If you were to examine an old Amish doll you might see 4 or 5 layers of cloth on the head or the body. If the doll became too dirty, ripped or worn then it was covered with a new piece of material.

Most Amish women have been making dolls ( faceless and with faces) for their children for generations. This tradition has become a cottage industry for the Amish community. The picture top and left is of a popular "faceless" Amish boy and girl doll.

Over 20 years ago I bought a similar set of "faceless" Amish dolls. My dolls had on burgundy and black outfits but, pretty much, looked like the picture. I would have included a picture of my two "faceless" Amish dolls in this article but I can't remember where they are right now. They're here somewhere.

As far as Raggedy Ann is concerned, one of the legends surrounding her creation is that a little girl was rummaging around her Grandmother's attic and finds a faceless, battered old doll. She brings the doll into her fathers art studio and tells him all about finding it in the attic. He looks at his daughter and the faceless doll and decides to draw a whimsical face on it and then tells her to see if her Grandmother would sew two button eyes on. And so Raggedy Ann was born.

In doing my research on faceless dolls I was delighted to run across some websites concerning the application of "faceless" dolls today and why they were chosen or made "faceless." One of the websites concerned the Children With Aids Project (CWA) which was created by Joy and Jim Jenkins. CWA offers a variety of services to children infected or affected by AIDS. One of these services is giving "faceless" dolls to the children infected or affected by Aids. Why did they decide to make and sell "faceless" dolls.

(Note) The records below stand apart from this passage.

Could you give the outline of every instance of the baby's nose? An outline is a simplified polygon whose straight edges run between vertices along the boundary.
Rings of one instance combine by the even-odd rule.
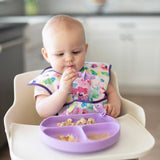
[[[66,61],[72,61],[73,60],[73,57],[71,54],[67,54],[66,55]]]

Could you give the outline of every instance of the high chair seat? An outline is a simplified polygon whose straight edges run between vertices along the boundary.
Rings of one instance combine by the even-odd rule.
[[[27,83],[41,71],[19,74],[14,79],[14,103],[4,117],[5,132],[12,159],[26,160],[118,160],[133,159],[147,154],[154,146],[153,136],[145,129],[145,113],[139,105],[121,97],[116,73],[111,73],[111,83],[120,95],[122,109],[117,118],[120,123],[120,138],[116,144],[105,150],[73,154],[49,148],[39,137],[42,119],[35,110],[34,87]]]

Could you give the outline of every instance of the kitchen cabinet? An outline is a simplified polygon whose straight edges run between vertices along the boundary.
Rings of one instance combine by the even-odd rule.
[[[160,18],[88,17],[85,26],[88,61],[112,64],[122,90],[159,92]]]

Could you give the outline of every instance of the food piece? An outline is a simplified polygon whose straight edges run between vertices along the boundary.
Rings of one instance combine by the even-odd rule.
[[[78,142],[78,139],[75,139],[72,135],[69,134],[67,136],[58,135],[57,138],[62,141]]]
[[[82,117],[80,120],[78,120],[76,123],[73,123],[73,120],[71,118],[68,118],[65,122],[57,123],[57,127],[63,127],[63,126],[74,126],[74,125],[86,125],[86,124],[94,124],[96,123],[94,118],[88,118],[85,119]]]
[[[94,123],[96,123],[96,122],[95,122],[94,118],[88,118],[88,123],[94,124]]]
[[[102,134],[90,133],[88,135],[88,138],[91,140],[101,140],[101,139],[108,138],[109,136],[110,136],[110,133],[102,133]]]

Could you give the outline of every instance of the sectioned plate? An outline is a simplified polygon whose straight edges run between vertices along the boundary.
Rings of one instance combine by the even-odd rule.
[[[66,121],[68,118],[76,123],[82,117],[85,119],[94,118],[95,124],[75,125],[57,127],[57,123]],[[109,134],[109,137],[100,140],[92,140],[88,138],[90,134]],[[78,141],[70,142],[59,140],[58,136],[72,135]],[[100,113],[65,115],[65,116],[51,116],[43,120],[40,124],[40,137],[42,141],[53,149],[65,152],[95,152],[108,148],[115,144],[120,136],[119,122],[106,115],[102,116]]]

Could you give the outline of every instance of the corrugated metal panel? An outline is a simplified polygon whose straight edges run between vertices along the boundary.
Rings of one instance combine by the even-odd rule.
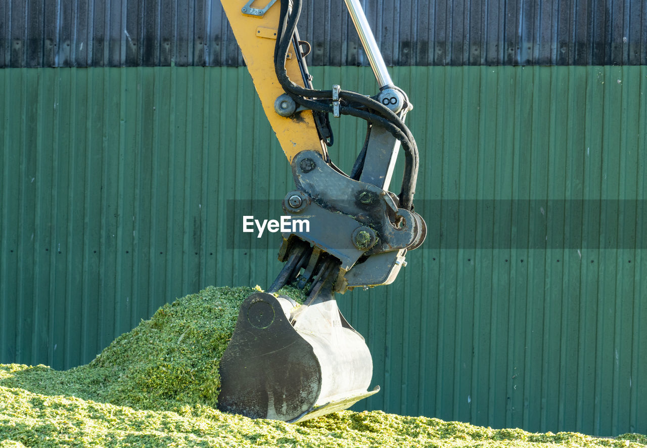
[[[375,85],[366,68],[313,74]],[[647,230],[624,223],[647,218],[647,67],[393,78],[415,106],[429,234],[393,285],[340,299],[383,388],[361,406],[647,432]],[[8,69],[0,89],[0,362],[85,363],[166,301],[278,272],[278,241],[246,247],[227,212],[291,188],[245,69]],[[334,126],[347,169],[364,126]],[[537,232],[563,248],[536,249]],[[605,245],[626,232],[633,246]]]
[[[642,0],[363,4],[392,65],[647,64]],[[309,63],[368,63],[342,0],[306,2],[300,23]],[[243,65],[220,2],[0,3],[0,67],[172,64]]]

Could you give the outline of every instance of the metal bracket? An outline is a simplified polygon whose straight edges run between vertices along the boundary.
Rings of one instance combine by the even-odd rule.
[[[252,3],[254,2],[254,0],[249,0],[247,3],[243,6],[243,9],[241,10],[243,14],[245,16],[255,16],[256,17],[263,17],[267,10],[270,8],[272,5],[276,3],[276,0],[270,0],[270,3],[267,4],[263,9],[259,8],[252,8]]]
[[[338,118],[339,114],[339,91],[340,87],[339,84],[333,86],[333,116]]]

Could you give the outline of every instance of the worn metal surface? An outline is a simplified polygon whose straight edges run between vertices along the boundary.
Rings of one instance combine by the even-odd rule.
[[[367,65],[344,1],[306,3],[308,63]],[[643,0],[362,3],[391,65],[647,64]],[[243,65],[220,2],[0,2],[0,67],[173,64]]]
[[[367,67],[313,72],[316,84],[376,85]],[[415,106],[428,234],[393,284],[339,298],[382,386],[366,405],[647,432],[644,226],[619,249],[507,242],[645,222],[647,67],[393,76]],[[0,362],[85,363],[165,302],[278,272],[280,236],[231,231],[242,199],[275,218],[292,188],[245,69],[8,69],[0,92]],[[349,171],[366,129],[334,125],[331,157]],[[488,199],[510,206],[479,209]],[[635,205],[571,219],[579,199]]]

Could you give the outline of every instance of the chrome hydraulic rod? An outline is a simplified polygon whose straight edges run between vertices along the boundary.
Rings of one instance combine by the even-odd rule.
[[[348,12],[351,14],[353,23],[355,25],[357,34],[360,36],[360,40],[362,41],[362,46],[364,47],[364,51],[368,56],[369,63],[373,69],[373,73],[375,74],[375,78],[380,85],[380,88],[393,86],[393,82],[389,74],[389,71],[386,69],[386,64],[382,57],[382,52],[375,41],[375,36],[373,34],[371,26],[366,20],[366,15],[364,14],[364,8],[359,0],[344,0]]]

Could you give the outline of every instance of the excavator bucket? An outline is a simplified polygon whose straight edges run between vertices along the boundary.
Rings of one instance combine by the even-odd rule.
[[[296,306],[250,295],[220,363],[219,407],[252,418],[296,422],[341,410],[379,390],[364,338],[331,293]]]

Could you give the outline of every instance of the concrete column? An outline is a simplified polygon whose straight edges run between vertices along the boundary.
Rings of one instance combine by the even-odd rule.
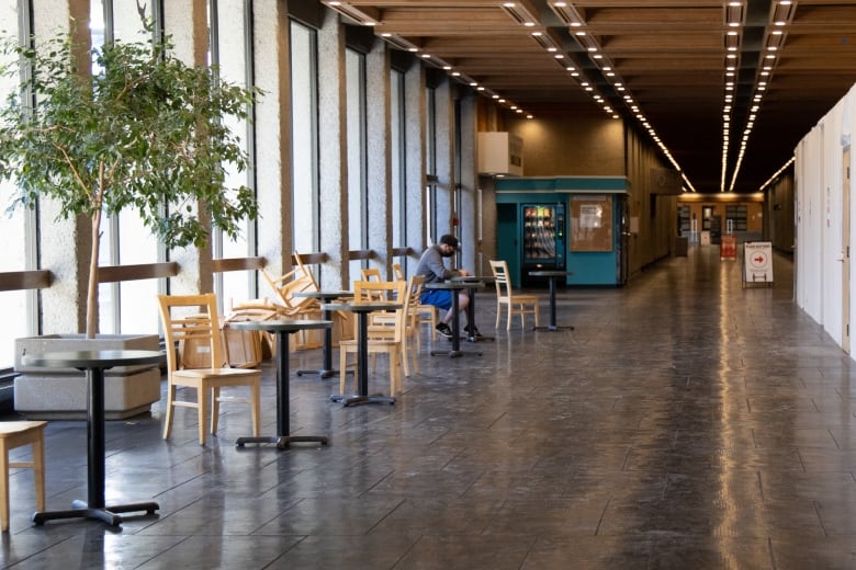
[[[325,287],[348,288],[348,153],[346,145],[345,29],[327,10],[318,31],[318,160],[322,164],[320,250],[330,259],[322,265]],[[359,220],[357,220],[359,224]]]
[[[435,90],[437,113],[437,236],[458,233],[453,220],[460,215],[455,210],[454,173],[454,101],[451,84],[443,79]],[[470,248],[470,243],[464,247]]]
[[[427,247],[425,212],[425,128],[426,81],[425,68],[414,62],[404,76],[405,112],[405,178],[406,178],[406,243],[420,255]],[[408,270],[416,270],[416,261],[408,260]],[[408,271],[408,275],[412,271]]]
[[[171,0],[164,5],[165,31],[174,44],[173,55],[188,65],[207,65],[209,19],[206,0]],[[198,210],[201,205],[198,205]],[[204,213],[202,214],[204,216]],[[209,226],[209,229],[210,226]],[[194,294],[214,290],[211,242],[203,248],[173,249],[171,261],[181,266],[170,280],[170,293]]]
[[[34,0],[36,38],[49,38],[74,26],[75,42],[89,45],[89,0]],[[83,69],[89,69],[87,65]],[[61,219],[58,204],[40,203],[43,228],[40,265],[54,274],[50,287],[42,290],[41,333],[86,331],[87,282],[92,246],[91,225],[86,216]]]
[[[392,152],[390,148],[390,52],[375,42],[365,57],[367,157],[369,180],[369,249],[378,253],[373,264],[392,278]]]
[[[459,90],[460,91],[460,90]],[[459,238],[462,242],[461,263],[468,270],[476,275],[484,275],[485,270],[491,273],[489,266],[483,266],[482,263],[482,243],[480,220],[482,217],[482,204],[478,194],[478,164],[476,163],[476,98],[478,95],[468,93],[460,99],[461,116],[461,180],[459,180],[458,191],[461,195],[461,212]],[[484,262],[484,265],[487,265]]]
[[[260,206],[258,251],[274,276],[291,271],[291,70],[289,10],[282,0],[254,2],[256,84],[256,189]],[[268,296],[268,285],[261,295]]]

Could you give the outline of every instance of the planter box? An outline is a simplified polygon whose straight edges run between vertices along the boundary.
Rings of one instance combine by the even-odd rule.
[[[23,354],[80,350],[159,349],[157,334],[46,334],[15,339],[14,409],[32,419],[82,420],[87,410],[87,381],[75,368],[23,366]],[[104,412],[108,420],[123,420],[148,412],[160,400],[160,367],[116,366],[104,371]]]

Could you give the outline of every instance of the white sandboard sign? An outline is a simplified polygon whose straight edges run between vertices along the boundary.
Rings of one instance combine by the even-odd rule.
[[[743,243],[743,281],[746,283],[773,283],[773,243]]]

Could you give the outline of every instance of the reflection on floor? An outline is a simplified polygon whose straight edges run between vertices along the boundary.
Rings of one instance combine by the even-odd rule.
[[[563,289],[574,331],[516,322],[453,360],[426,345],[395,406],[342,408],[328,401],[337,378],[293,376],[292,433],[326,447],[238,449],[249,415],[228,406],[206,447],[192,411],[168,442],[162,404],[109,422],[108,503],[155,500],[158,515],[36,527],[32,474],[15,470],[0,562],[854,568],[856,366],[793,305],[790,259],[775,255],[773,287],[742,287],[740,267],[697,247],[623,288]],[[476,300],[485,333],[493,297]],[[292,369],[319,362],[301,352]],[[379,363],[373,389],[386,378]],[[267,364],[264,433],[273,409]],[[85,498],[85,424],[52,422],[46,455],[48,508]]]

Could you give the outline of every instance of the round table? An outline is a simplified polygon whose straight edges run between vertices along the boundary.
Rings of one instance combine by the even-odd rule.
[[[446,289],[452,292],[452,350],[451,351],[431,351],[431,356],[438,354],[448,354],[451,358],[463,356],[464,352],[461,350],[461,323],[458,319],[458,292],[463,289],[471,289],[473,287],[484,287],[484,283],[481,281],[444,281],[442,283],[426,283],[423,285],[424,289]],[[472,321],[470,321],[472,324]],[[476,352],[478,356],[481,352]]]
[[[58,351],[41,354],[25,354],[25,366],[48,368],[77,368],[86,371],[89,384],[87,401],[87,500],[75,500],[71,510],[42,511],[33,514],[35,524],[57,518],[97,518],[111,526],[119,526],[122,516],[117,513],[145,511],[153,514],[160,509],[158,503],[129,503],[104,505],[104,371],[114,366],[157,364],[166,360],[158,351],[104,350],[104,351]]]
[[[555,323],[555,281],[560,277],[567,277],[568,275],[573,275],[573,272],[560,270],[541,270],[530,271],[529,275],[532,277],[547,277],[550,281],[550,324],[547,327],[532,327],[532,330],[574,330],[574,328],[571,326],[557,327]]]
[[[240,330],[269,331],[277,333],[277,434],[260,437],[238,437],[235,445],[248,443],[275,443],[282,449],[294,442],[318,442],[327,444],[324,435],[291,435],[289,433],[289,334],[297,331],[333,328],[333,321],[305,319],[246,320],[233,321],[232,327]]]
[[[322,307],[324,307],[325,304],[329,304],[330,301],[335,299],[340,299],[342,297],[352,297],[353,292],[352,290],[300,290],[294,293],[295,297],[308,297],[312,299],[318,299],[322,301]],[[330,314],[333,311],[329,309],[322,308],[322,320],[330,320],[333,317]],[[297,376],[303,376],[304,374],[317,374],[322,378],[329,378],[334,374],[338,373],[339,371],[336,371],[333,368],[333,327],[329,329],[324,330],[324,345],[322,347],[322,368],[318,371],[297,371]]]
[[[345,407],[359,403],[395,403],[393,396],[369,396],[369,314],[375,310],[397,310],[402,307],[401,303],[388,301],[322,305],[322,310],[347,310],[357,314],[357,385],[359,391],[351,396],[334,394],[330,396],[331,401],[341,402]]]

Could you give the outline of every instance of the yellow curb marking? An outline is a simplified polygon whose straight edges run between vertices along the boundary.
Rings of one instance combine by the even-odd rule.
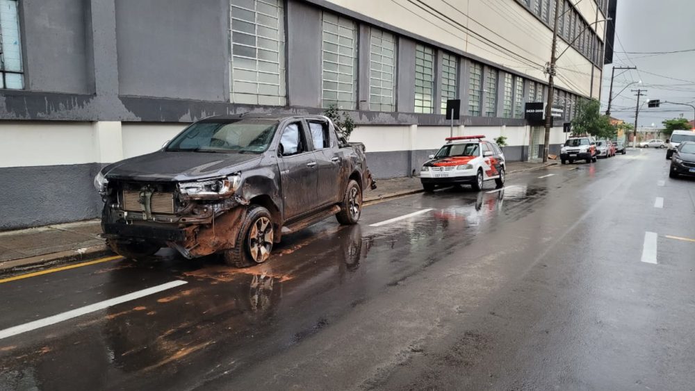
[[[33,273],[27,273],[26,274],[19,274],[19,276],[15,276],[14,277],[9,277],[7,278],[0,279],[0,284],[3,283],[8,283],[10,281],[16,281],[17,280],[22,280],[24,278],[28,278],[29,277],[35,277],[36,276],[41,276],[43,274],[48,274],[49,273],[55,273],[56,272],[62,272],[63,270],[68,270],[70,269],[74,269],[76,267],[81,267],[83,266],[89,266],[90,265],[95,265],[97,263],[102,263],[104,262],[108,262],[110,260],[114,260],[116,259],[121,259],[123,257],[120,256],[114,256],[106,258],[102,258],[101,259],[97,259],[95,260],[90,260],[89,262],[83,262],[82,263],[76,263],[74,265],[70,265],[68,266],[63,266],[60,267],[56,267],[54,269],[49,269],[47,270],[41,270],[40,272],[34,272]]]
[[[692,242],[695,243],[695,239],[689,239],[687,238],[680,238],[680,236],[669,236],[668,235],[665,235],[666,238],[669,239],[676,239],[676,240],[682,240],[684,242]]]

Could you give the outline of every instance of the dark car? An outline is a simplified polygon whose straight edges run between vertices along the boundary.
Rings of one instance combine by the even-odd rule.
[[[160,151],[104,167],[95,186],[118,254],[168,247],[237,267],[265,262],[283,234],[326,217],[357,223],[374,187],[364,145],[328,118],[244,115],[195,122]]]
[[[671,157],[669,176],[678,178],[679,175],[695,176],[695,142],[681,142]]]

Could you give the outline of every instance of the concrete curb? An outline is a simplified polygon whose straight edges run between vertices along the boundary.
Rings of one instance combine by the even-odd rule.
[[[0,263],[0,276],[63,263],[89,260],[95,258],[107,255],[113,255],[113,253],[106,244],[100,244],[99,246],[84,247],[76,250],[67,250],[58,253],[7,260]]]

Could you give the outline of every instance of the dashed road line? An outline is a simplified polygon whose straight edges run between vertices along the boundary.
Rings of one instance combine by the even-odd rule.
[[[385,225],[387,225],[387,224],[390,224],[391,223],[395,223],[395,222],[398,222],[398,221],[400,221],[400,220],[403,220],[403,219],[409,219],[410,217],[412,217],[414,216],[417,216],[418,215],[422,215],[423,213],[427,213],[427,212],[430,212],[430,210],[434,210],[434,209],[432,209],[432,208],[423,209],[422,210],[418,210],[417,212],[413,212],[412,213],[409,213],[409,214],[404,215],[403,216],[400,216],[400,217],[394,217],[393,219],[389,219],[388,220],[385,220],[385,221],[383,221],[383,222],[379,222],[379,223],[375,223],[373,224],[370,224],[369,226],[385,226]]]
[[[662,209],[664,208],[664,197],[657,197],[654,200],[654,208]]]
[[[642,262],[645,263],[658,263],[656,260],[657,239],[658,235],[655,232],[644,233],[644,243],[642,244]]]
[[[153,286],[152,288],[148,288],[147,289],[143,289],[142,290],[138,290],[137,292],[129,293],[128,294],[124,294],[123,296],[109,299],[108,300],[104,300],[104,301],[99,301],[99,303],[95,303],[94,304],[80,307],[79,308],[75,308],[74,310],[71,310],[70,311],[49,317],[40,319],[38,320],[35,320],[33,322],[30,322],[28,323],[25,323],[24,324],[20,324],[19,326],[15,326],[4,330],[0,330],[0,340],[8,338],[18,334],[22,334],[23,333],[26,333],[28,331],[31,331],[33,330],[36,330],[37,328],[41,328],[42,327],[45,327],[47,326],[51,326],[51,324],[56,324],[56,323],[65,322],[66,320],[82,316],[90,313],[93,313],[95,311],[98,311],[99,310],[103,310],[104,308],[115,306],[116,304],[120,304],[121,303],[125,303],[126,301],[130,301],[131,300],[140,299],[140,297],[154,294],[155,293],[162,292],[163,290],[176,288],[186,283],[188,283],[188,282],[183,280],[170,281],[162,285]]]

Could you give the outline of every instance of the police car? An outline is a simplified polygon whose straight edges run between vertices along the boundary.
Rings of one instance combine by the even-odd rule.
[[[450,137],[434,155],[430,156],[420,172],[426,192],[437,187],[471,185],[480,190],[485,181],[495,180],[498,188],[505,184],[505,155],[484,135]]]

Because AIDS is a "faceless" disease. According to their CWA website, by buying one of the dolls you can support their mission to recruit families to provide loving, caring permanent homes for the HIV infected, affected and orphaned children.

Another article about "faceless" dolls concerned the dolls of Gloria Larocque. She has created 100 or more "faceless" dolls based upon the Iroquois legend that warns young girls about the dangers of vanity. According to the article her purpose, however, is different. Her dolls represent Canada's murdered aboriginal women, a group made faceless not by vanity but by neglect. Her project has helped draw attention to the plight of the murdered aboriginal women.

On the Girl Scouts of South Jersey Pines (GSSJP) website there was an article about a Girl Scout who made and donated 32 faceless dolls to the Pediatrics Department of the Salem Memorial Hospital to help ease the childrens fears of being in the hospital. The dolls were made out of muslin with bright striped and tye-dyed polar fleece t-shorts. The faces were left blank. Attached to each doll was a piece of paper that told the child to "give the doll a face to make it their own."

And, finally, there was article by Brenda Tobias on the Cornell University website concerning Hurricane Katrina and something the alumni did to help the children affected by Hurricane Katrina. A group of 100 alumni got together to sew "faceless" dolls for the children. Doll decorating kits and coloring books were assembled and sent to the children to comfort them.

I think you all know that I, personally, love faceless dolls. Victorians, primitives, country style. It doesn't matter. I love them all.

Why do I love the faceless doll so much? Because I think be being "faceless' the doll can be anything you want him or her to be.

You create the dolls personality to be exactly what you want it to be.

And, as we've seen from the above mentioned articles the application can be heartwarming, meaningful and beautiful.